The fascination we have with the great Charlie Sheen collapse is so strange. His meltdown is nobody’s fault but his own – and maybe some fault on the parts of the goddess girls. But his constant feeding of awkward one-liners and erratic rambling to the public is absolutley astonishing.
A packed house at the Hobby Center cheered and applauded the performers in the Cirque du Soleil the last time I saw it. That show was amazing, but this one is, well, it’s a circus freak show that is far more than a spectacle. It’s a train wreck. But we sit back and admire the uniqueness of the latest episode of the Charlie Sheen Show as the whole thing goes up in flames before us. He’s the bearded lady, and we can’t stop staring.
Some people want to stare from an even closer distance – as if we don’t already feel like Sheen is a part of our daily existence by now. On Monday, Sheen posted an open position on Internships.com and has recieved 74,040 applicants according to Associated Press stories. Really?
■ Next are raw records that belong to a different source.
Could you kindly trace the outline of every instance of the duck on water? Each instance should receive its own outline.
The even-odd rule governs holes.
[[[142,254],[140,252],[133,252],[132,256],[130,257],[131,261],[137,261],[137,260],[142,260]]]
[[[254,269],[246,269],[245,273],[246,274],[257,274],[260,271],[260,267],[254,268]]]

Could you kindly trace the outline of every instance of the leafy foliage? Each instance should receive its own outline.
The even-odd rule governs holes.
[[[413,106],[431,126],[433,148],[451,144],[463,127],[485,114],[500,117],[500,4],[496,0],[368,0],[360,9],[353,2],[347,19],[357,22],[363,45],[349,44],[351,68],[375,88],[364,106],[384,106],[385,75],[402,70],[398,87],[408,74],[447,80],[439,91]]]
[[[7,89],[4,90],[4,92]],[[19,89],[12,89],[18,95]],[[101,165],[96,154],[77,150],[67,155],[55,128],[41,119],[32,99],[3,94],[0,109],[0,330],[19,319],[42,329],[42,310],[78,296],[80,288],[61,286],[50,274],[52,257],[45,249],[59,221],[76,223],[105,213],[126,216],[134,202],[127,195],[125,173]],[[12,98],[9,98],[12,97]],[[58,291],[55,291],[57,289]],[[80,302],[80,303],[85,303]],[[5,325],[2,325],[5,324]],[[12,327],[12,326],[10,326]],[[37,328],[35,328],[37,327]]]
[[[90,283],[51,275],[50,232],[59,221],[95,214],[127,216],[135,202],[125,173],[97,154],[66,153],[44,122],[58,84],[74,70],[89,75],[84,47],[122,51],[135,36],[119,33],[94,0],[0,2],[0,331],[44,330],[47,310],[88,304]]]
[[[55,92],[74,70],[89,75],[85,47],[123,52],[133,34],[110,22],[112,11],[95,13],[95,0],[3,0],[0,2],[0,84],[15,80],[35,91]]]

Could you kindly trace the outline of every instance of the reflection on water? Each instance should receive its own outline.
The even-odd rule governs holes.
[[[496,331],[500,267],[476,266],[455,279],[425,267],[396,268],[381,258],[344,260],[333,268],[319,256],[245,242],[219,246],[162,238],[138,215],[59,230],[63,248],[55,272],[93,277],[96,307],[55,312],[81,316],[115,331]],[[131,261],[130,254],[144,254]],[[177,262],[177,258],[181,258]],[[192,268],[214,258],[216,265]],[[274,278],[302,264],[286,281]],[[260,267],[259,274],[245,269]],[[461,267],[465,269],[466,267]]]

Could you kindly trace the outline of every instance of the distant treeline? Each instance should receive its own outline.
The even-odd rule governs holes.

Being a bonafide nerd, my only internship was in robotics at N.A.S.A. I’m in journalism, so obviously I got off the science dork career path somewhere. But am I missing something here?
More than 70,000 people are vying to sit on the front row of what is a sure disaster. For an internship? On the tracks is the last place I’d want to be when that train wrecked, but perhaps there’s some great education to be received at the Charlie Sheen School of Public Speaking. I’ll pass on this one.